Apresentado em Cannes no ano passado, “Michael”, o filme que regista a estreia na realização de Markus Schleinzer, discípulo e colaborador de Michael Haneke (foi diretor de casting nas suas obras primas “A pianista” e “O laço branco”), é um olhar gelidamente neutro sobre a relação de um pedófilo com a criança de dez anos que mantém enclausurada na cave da sua casa. Uma longa metragem que entrecruza a decadência de uma criatura quase não monstruosa e os seus hábitos vulgarmente humanos: com um distanciamento emocional cirúrgico, o realizador apresenta a realidade de um homem aparentemente pacato no seu quotidiano, repartido entre a rotina do seu emprego numa agência de seguros e a rotina do desequilíbrio comportamental que mantém com o jovem.

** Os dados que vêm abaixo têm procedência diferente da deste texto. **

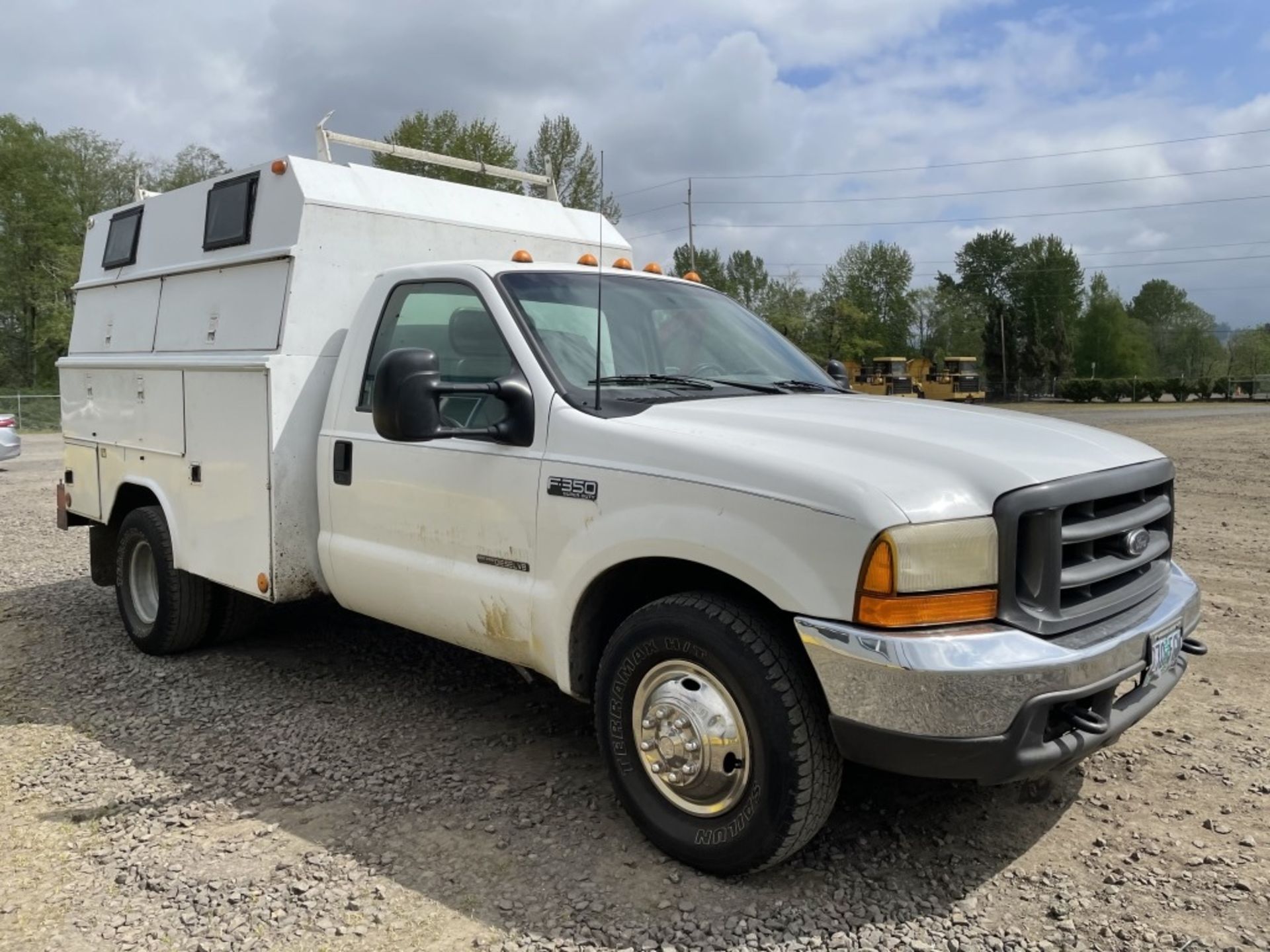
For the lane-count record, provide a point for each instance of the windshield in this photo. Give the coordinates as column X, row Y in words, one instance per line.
column 654, row 328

Lacónico mas intangivelmente perturbador – porque ora doentio e sexual, ora afetivo e quase paternal –, o relacionamento de Michael com a criança é escrutinado por Schleinzer na minúcia dos detalhes. O ciclo dos dias – feito de uma normalidade estruturada – dilui-se progressivamente, instalando um descontrolo que o protagonista será incapaz de reverter. Sabendo convocar uma ágil máscara de suspense, “Michael” é um espantoso drama que, pela frieza do retrato, surge no contexto da história cinematográfica recente para inquietar o espetador com essa sombra pairante que é o eterno desconhecimento do outro.
24 maio [estreia nacional]
filme “Michael” [“Michael”], de Markus Schleinzer, com Michael Fuith, David Rauchenberger,…
Alambique, 2011 / 2012
João Eduardo Ferreira:
A estrutura metálica do que não pode existir. O esqueleto de uma infância prematuramente apodrecida. Os pilares do inaudível, do invisível, do indizível, do ilegal. O limite compreensível para o que não se compreende. O labirinto da realidade que se aceita como verdadeira, mas que não é mais do que o manto cruel de uma verdade incontornável. O hiper-realismo repugnante filmado na luz dolorosa da sobrevivência mantida apenas pela capacidade surreal desenvolvida por certas crianças.